The standard includes the use and testing of humidity indicator (HI) cards in the dry packaging of semiconductors. The methods outlined in the standard are prescribed by JEDEC and IPC to avoid damage—like cracks and delamination—from moisture absorption and exposure to solder reflow temperatures that can result in yield and reliability degradation.

The stipulations of J-STD-003B state:
1. HICs must adhere to a standard, minimal color-change quality level to ensure accuracy and readability between dry and humid states: The Color Meter Test Method quantitatively determines the accuracy of color-change HICs. The levels, as outlined in the J-STD-033B revision, require a “significant, perceptible change in color” between noted humidity levels. Manufacturers are required to test their cards for accuracy using a colorimeter device and be required to provide a test report to the customer certifying that the HIC meets quality requirements.
2. HICs must indicate humidity levels for MSL 2 Parts, in addition to MSL 2a to 5a: Whereas previous cards used a 5-, 10- and 15-percent relative-humidity spot system to indicate humidity exposure levels for moisture-sensitive components, the new HIC will now feature spots indicating 5, 10 and 60 percent. The change means that cards will now indicate humidity exposure for Level 2 MSL devices.
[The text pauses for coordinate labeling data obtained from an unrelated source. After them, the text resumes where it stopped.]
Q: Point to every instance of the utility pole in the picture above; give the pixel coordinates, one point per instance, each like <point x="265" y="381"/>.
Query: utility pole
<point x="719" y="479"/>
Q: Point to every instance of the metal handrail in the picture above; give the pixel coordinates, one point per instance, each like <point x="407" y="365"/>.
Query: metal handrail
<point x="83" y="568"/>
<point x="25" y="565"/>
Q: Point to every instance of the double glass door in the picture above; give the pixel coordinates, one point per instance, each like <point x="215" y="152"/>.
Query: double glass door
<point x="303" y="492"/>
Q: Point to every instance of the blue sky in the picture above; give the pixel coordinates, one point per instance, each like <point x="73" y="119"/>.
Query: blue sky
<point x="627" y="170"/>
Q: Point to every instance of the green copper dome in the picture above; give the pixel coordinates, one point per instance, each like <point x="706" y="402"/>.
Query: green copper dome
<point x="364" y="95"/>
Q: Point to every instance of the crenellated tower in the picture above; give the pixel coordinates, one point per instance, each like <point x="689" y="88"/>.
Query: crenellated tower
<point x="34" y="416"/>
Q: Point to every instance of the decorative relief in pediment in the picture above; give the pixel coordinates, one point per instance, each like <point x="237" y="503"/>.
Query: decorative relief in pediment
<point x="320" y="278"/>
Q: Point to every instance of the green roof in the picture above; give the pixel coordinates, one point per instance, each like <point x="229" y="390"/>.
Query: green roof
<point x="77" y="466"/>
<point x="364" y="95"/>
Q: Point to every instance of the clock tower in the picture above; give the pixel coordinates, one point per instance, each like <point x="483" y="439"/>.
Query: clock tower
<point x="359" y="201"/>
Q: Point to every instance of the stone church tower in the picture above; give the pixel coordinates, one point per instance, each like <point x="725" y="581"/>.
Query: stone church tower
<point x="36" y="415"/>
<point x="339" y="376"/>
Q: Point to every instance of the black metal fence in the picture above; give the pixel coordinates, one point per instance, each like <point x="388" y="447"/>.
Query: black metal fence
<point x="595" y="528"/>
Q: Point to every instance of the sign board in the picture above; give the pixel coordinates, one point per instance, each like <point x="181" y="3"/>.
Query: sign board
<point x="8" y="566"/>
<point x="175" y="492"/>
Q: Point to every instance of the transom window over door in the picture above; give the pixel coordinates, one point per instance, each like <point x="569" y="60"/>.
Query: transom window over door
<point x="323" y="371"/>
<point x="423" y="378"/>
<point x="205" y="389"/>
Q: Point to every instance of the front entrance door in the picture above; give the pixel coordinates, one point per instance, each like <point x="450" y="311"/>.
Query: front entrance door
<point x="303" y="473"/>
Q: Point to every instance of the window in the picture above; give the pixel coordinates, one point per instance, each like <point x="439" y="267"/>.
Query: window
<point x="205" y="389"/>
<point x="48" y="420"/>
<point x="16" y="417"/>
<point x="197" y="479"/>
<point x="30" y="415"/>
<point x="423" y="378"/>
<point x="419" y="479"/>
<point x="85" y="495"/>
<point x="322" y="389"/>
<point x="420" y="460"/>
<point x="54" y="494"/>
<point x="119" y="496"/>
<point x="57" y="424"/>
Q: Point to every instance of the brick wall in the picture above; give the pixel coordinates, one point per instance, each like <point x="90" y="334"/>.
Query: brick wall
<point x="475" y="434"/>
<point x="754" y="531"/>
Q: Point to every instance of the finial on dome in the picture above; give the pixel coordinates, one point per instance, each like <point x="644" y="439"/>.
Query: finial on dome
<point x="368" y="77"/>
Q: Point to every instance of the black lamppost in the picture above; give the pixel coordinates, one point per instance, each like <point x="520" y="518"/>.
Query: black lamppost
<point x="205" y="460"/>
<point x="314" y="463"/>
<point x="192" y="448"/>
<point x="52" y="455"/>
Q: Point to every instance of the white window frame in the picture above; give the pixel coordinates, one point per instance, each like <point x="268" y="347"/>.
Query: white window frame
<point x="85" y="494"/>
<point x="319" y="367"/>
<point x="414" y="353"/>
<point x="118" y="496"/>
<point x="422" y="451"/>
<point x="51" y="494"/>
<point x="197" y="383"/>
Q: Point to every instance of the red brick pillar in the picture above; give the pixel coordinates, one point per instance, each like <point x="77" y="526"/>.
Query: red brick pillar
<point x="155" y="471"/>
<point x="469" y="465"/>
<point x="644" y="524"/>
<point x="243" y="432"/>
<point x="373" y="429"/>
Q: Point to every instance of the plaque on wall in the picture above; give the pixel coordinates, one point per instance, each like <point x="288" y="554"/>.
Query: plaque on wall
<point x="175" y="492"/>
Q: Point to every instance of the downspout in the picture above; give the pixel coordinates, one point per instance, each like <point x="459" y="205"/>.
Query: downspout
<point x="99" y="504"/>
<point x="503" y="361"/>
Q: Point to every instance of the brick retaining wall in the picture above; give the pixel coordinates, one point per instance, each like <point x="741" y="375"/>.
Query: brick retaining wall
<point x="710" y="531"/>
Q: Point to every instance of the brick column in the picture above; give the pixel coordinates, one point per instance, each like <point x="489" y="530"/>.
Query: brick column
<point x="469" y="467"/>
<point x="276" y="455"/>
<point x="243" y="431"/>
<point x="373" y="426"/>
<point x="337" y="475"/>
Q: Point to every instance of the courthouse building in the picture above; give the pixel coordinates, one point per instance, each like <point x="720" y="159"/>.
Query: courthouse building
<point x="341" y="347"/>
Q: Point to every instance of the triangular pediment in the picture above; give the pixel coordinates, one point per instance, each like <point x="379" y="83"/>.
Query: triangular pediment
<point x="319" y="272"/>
Additionally, a positive reading on the 60-percent spot indicates that cards should not be re-used, as the high levels of humidity to which the card has been exposed will jeopardize the accuracy of low (5% RH) readings. The 5-, 10-, 60-percent cards are complaint with European Community Council Directive 67/548/EEC as long as they do not contain more than the applicable amount of cobalt chloride.

The full standard can be downloaded from JEDEC.

==Irreversible maximum humidity indicator cards==

Maximum humidity indicator cards are specially designed cards that monitor relative humidity levels in cargo applications. Each level of humidity is represented by a blue crystal that dissolves to create a large blue spot that clearly indicates the highest relative humidity level that has been reached. Maximum humidity indicator cards are irreversible, thus indicating the highest level of humidity experienced by cargo during its voyage, regardless of current (potentially lower) humidity levels. They provide a clear, unmistakable means of determining if goods have been exposed to damaging humidity levels during their journey. If the card indicates high levels of humidity, users know to check their products for possible damage or modify their packaging regimen accordingly. Several technologies are available.